If you don’t like the weather in Kentucky, an old saying goes, wait a few minutes and it will change. The same often is true for court decisions. If you think one court got it wrong, there probably will be another decision from a different court that reaches an opposite conclusion.

A few months ago, I shared an appellate decision in Maine that expanded the conventional idea of "faulty tack" to include a functional, working-order saddle that might have been used in an improper manner. The case involved a child who was injured when the saddle slipped on a pony she was riding. The court concluded that using a fleece-covered girth on a fat pony with withers that might charitably be called less-than-prominent amounted to providing faulty tack, even though neither the saddle nor the girth nor the cover had any physical defects.

The Maine court’s reasoning should get the attention of anyone who relies on a state equine liability statute for protection against personal injury lawsuits. Forty-six states (all except California, Nevada, Maryland, and New York) have statutes that provide a defense for lawsuits arising from inherent risks of participation in equine activities. These statutes also typically include an exception for faulty tack or equipment, however. Being kicked or falling off might be inherent risks of riding; suffering an injury because a stable owner provides broken equipment is not. The definition of faulty tack or equipment can be the difference between winning and losing a costly lawsuit for an equine activity sponsor.

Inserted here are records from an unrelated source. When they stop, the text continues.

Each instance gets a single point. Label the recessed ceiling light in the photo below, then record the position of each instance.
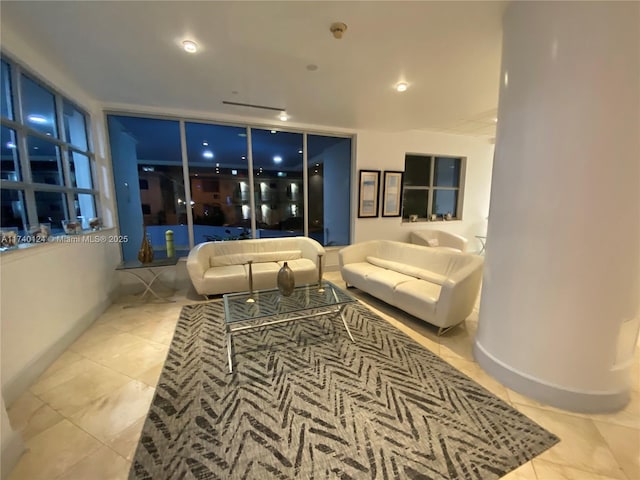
(190, 46)
(37, 119)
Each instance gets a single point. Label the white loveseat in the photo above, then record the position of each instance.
(439, 239)
(437, 286)
(223, 267)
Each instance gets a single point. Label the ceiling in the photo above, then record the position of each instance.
(259, 53)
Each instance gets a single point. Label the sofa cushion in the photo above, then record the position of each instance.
(264, 274)
(256, 257)
(418, 297)
(232, 277)
(304, 270)
(382, 284)
(406, 269)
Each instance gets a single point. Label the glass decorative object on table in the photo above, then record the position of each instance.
(286, 280)
(145, 254)
(9, 238)
(250, 299)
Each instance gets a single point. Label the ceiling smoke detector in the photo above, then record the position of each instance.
(338, 29)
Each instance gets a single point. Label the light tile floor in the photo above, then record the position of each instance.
(82, 418)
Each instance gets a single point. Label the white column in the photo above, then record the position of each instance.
(560, 306)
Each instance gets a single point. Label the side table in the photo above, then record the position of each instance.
(148, 273)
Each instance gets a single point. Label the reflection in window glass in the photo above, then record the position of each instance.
(75, 126)
(415, 202)
(12, 210)
(85, 207)
(147, 151)
(218, 172)
(445, 201)
(44, 158)
(38, 107)
(51, 208)
(329, 178)
(278, 183)
(447, 172)
(6, 103)
(79, 166)
(10, 167)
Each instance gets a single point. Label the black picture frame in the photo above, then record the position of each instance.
(392, 193)
(368, 193)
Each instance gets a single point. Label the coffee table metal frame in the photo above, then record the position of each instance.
(317, 299)
(133, 267)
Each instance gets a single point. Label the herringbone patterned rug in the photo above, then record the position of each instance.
(307, 403)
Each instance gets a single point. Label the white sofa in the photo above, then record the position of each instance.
(222, 267)
(437, 286)
(439, 239)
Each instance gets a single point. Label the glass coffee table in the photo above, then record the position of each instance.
(251, 310)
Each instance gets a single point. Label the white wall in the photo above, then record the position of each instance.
(50, 293)
(386, 151)
(560, 307)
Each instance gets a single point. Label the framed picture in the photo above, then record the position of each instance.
(392, 194)
(368, 193)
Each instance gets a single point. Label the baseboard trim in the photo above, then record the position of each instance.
(553, 395)
(12, 450)
(15, 386)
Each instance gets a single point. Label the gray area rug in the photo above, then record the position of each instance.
(307, 403)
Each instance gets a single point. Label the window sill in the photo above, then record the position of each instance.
(85, 237)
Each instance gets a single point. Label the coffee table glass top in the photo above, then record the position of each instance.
(238, 307)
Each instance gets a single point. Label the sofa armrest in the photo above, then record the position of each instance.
(358, 252)
(198, 263)
(310, 249)
(459, 293)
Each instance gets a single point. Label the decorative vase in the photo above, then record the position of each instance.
(171, 249)
(286, 281)
(145, 254)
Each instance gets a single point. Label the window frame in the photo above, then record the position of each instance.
(430, 187)
(23, 131)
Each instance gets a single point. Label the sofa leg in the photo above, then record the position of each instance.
(443, 330)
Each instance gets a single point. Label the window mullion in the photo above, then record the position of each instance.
(432, 181)
(186, 180)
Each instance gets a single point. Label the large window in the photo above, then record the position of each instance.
(432, 188)
(47, 166)
(211, 182)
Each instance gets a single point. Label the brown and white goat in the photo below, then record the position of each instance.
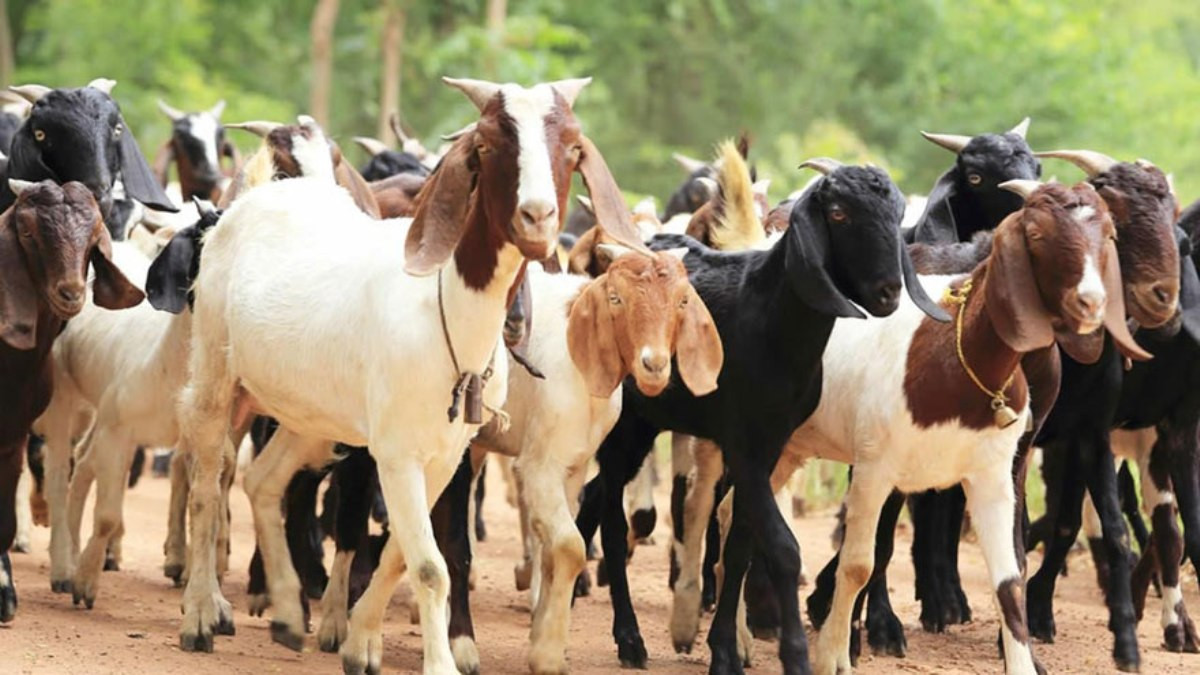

In Hubner v. Spring Valley Equestrian Center, the New Jersey Supreme Court defined faulty equipment in a different way, one that makes more sense than the court in Maine.

One of several family members and friends who wanted to go riding at Spring Valley, Gloria Hubner was injured when the horse she was riding stumbled and fell over cavaletti. The injury occurred during a training session prior to a trail ride. After explaining the basics of steering, starting, and stopping their mounts to the group, an employee directed the riders to walk their horses over a series of poles laid on the ground in a covered arena. While waiting for other riders, Ms. Hubner’s horse turned away from the cavaletti, tossed its head, and started to back up. The horse stumbled over one of the poles and fell. The rider was thrown and was injured when she hit a mounting block.

The trial court dismissed Ms. Hubner’s personal injury lawsuit, reasoning that a horse’s unpredictable behavior in general, or falling over cavaletti in particular, were inherent risks of riding and that the lawsuit was barred by the state equine liability law. The court of appeals reversed, ruling that the statute’s "faulty equipment" exception might apply, not because the cavaletti were broken but because they were used improperly by the riding center employee. The court relied in part on an expert who testified that the poles should have been secured to the ground in some way.

The case made its way to the state supreme court, which agreed with the trial court’s dismissal of the lawsuit.

"The statutory exception must refer to equipment that is itself faulty," the court explained. It was undisputed that the cavaletti were in good condition, so the exception did not apply. The court acknowledged that improper use of non-faulty tack or equipment could, under some circumstances, amount to negligence, which often is another state liability law exception. That might include placing cavaletti behind a horse where the poles could not be seen, the court said, but that was not the situation in this case. The horse initially was facing the cavaletti, and having a horse turn away, back up, and fall over the poles were inherent risks of riding.

Which definition of "faulty tack" is correct, the expansive reading in Maine or the narrow interpretation in New Jersey?